Un album plein de charme et de poésie, qui met en scène l’enfance, qui évoque le désir de grandir, sortir de l’œuf, mais aussi celui de profiter de l’espace familial, avec son confort et ses tensions, à travers des métaphores animales pleines de poésie.

A tire-d’aile

A tire-d’aile
Pierre Coran & Dina Melnikova
Cotcotcot éditions 2024

L’effet libellule

Par Michel Driol

Une libellule posée sur la vitre du salon, qu’on recueille dans un chiffon, qu’on libère près de l’étang, et qui revient se poser sur l’épaule, comme pour remercier. Tel est l’argument de ce court poème – album de Pierre Coran, illustré par Dina Melnikova.

Ecrit dans une langue très simple, le texte joue sur les deux désignations de l’insecte : d’abord demoiselle – avec toutes les connotations possibles -, puis libellule. Le texte se veut essentiellement relation des faits, sans pathos, sans sentiments, sans émotions. Il s’agit avant tout de raconter, de décrire ce qui se passe, sans donner la moindre interprétation, sauf à la fin, où apparaissent les phrases exclamatives, les interjections, les questions marquant l’étonnement ou la surprise lors de ce mouvement de retour de la libellule vers l’homme. Pour autant le texte assume son côté « poétique » par ses jeux avec de discrètes rimes, rimes féminines en elle, rimes plus masculines en on, mais aussi par sa disposition sur la page : tantôt des distiques, tantôt des mots épars, comme pour mimer, graphiquement, le vol de l’insecte.

Les illustrations ne cherchent pas tant à montrer la libellule qu’à la suggérer, dans sa fragilité, à travers la transparence de tous les éléments représentés dans lesquels joue la lumière. C’est le rideau blanc, qu’on devine au crochet, sur fond de feuillages. Ce sont les fragments de ciel, d’eau, de feuilles. Ce sont les nervures, aussi bien celles de la libellule que celles des feuilles. Tout ceci dans des couleurs vertes et bleues, à l’image de l’insecte, à l’image aussi de la nature qui est ici magnifiée dans sa fragilité. Une seule exception : le rose du chiffon libérateur.

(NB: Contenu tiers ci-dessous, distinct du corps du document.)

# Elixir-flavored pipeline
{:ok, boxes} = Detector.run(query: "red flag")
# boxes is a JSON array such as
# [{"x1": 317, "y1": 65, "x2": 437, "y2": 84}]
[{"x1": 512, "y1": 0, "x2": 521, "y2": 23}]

Texte et illustrations évoquent bien ce besoin de liberté, en particulier dans la figure en déconstruction des nénuphars, chaque élément prenant son autonomie. Ils évoquent aussi, à travers la figure de l’insecte, la fragilité de la nature et le rôle de l’homme de protéger les plus faibles. Ils disent enfin la nature dans tout son éclat, celle d’un été où il fait beau. C’est bien la communion avec la nature – animale, végétale – qu’illustre ce texte qui évoque aussi bien le Rousseau  des Rêveries que les philosophies orientales promouvant une vie en accord avec la nature.

Ce troisième opus de la collection Matière vivante, chez Cotcotcot (voir De la terre dans mes poches et Larmes de rosée, chroniqués ici) séduit par ce qu’il dit de la fragilité de la nature et par l’attitude poétique qu’il montre dans une façon singulière d’être présent au monde.